El nombramiento, formalizado mediante la Resolución 8/2026, lleva la firma del ministro Diego Santilli y expone, una vez más, los movimientos internos de dirigentes y cuadros técnicos que, en pocos años, modificaron su pertenencia política.
La resolución establece que Sánchez Charró fue designado con carácter transitorio, a partir del 12 de enero de 2026 y por un plazo de 180 días hábiles, en un cargo de nivel ejecutivo dentro del Sistema Nacional de Empleo Público (SINEP), con el correspondiente suplemento por función ejecutiva.

Sánchez Charró construyó su carrera política y administrativa dentro del espacio de Juntos por el Cambio, vinculado al sector moderado identificado como “paloma”. En ese marco, integró equipos técnicos y de campaña cercanos a Horacio Rodríguez Larreta, especialmente durante la carrera presidencial de 2023.
Durante ese proceso se desempeñó como asesor en temas de gestión, coordinación territorial y administración pública, con un perfil más técnico que confrontativo. Su trayectoria lo ubicó entre los dirigentes que apostaban a una estrategia de consenso y diálogo institucional, en contraste con los sectores más duros del espacio.
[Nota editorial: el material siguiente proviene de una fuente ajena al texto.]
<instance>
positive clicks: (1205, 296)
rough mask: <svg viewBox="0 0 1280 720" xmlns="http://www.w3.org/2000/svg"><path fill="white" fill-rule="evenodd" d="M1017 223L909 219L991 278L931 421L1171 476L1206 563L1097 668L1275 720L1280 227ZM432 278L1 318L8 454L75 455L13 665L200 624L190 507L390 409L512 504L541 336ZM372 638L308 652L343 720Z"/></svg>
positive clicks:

Uno de los hitos más relevantes de su recorrido político se produjo en el plano local. En 2023, Sánchez Charró fue precandidato a intendente en el partido de General Alvarado, con cabecera en Miramar, dentro de la interna de Juntos por el Cambio.
Su postulación buscó consolidar una alternativa vinculada al larretismo en el distrito, con un discurso centrado en la modernización del Estado municipal, el fortalecimiento del turismo y la mejora de los servicios públicos.
Sin embargo, los resultados electorales no le permitieron imponerse en la interna. Cayó ante el exintendente Enrique Honores, que luego perdería ante el peronismo en octubre.
A pesar de no haber alcanzado la candidatura definitiva, esa experiencia le permitió ganar visibilidad territorial y afianzar su perfil como dirigente con anclaje local. Entre el 2019 y el 2023 había sido concejal. Puede ser una ficha importante en el 2027 si Santilli vuelve a intentar llegar a la gobernación.

Tras la derrota de Juntos por el Cambio en 2023 y el posterior reordenamiento del sistema político, Sánchez Charró comenzó un proceso de acercamiento al nuevo oficialismo. En ese contexto, fue adoptando posiciones más cercanas al ideario libertario, aunque sin una identificación plena con el núcleo duro del espacio, de la mano de Santilli.
Así, desde enero de 2026, Sánchez Charró quedó al frente de un área sensible para la gestión cotidiana: la coordinación de trámites fronterizos, vinculada al comercio exterior, el tránsito migratorio y la articulación con fuerzas de seguridad y organismos internacionales.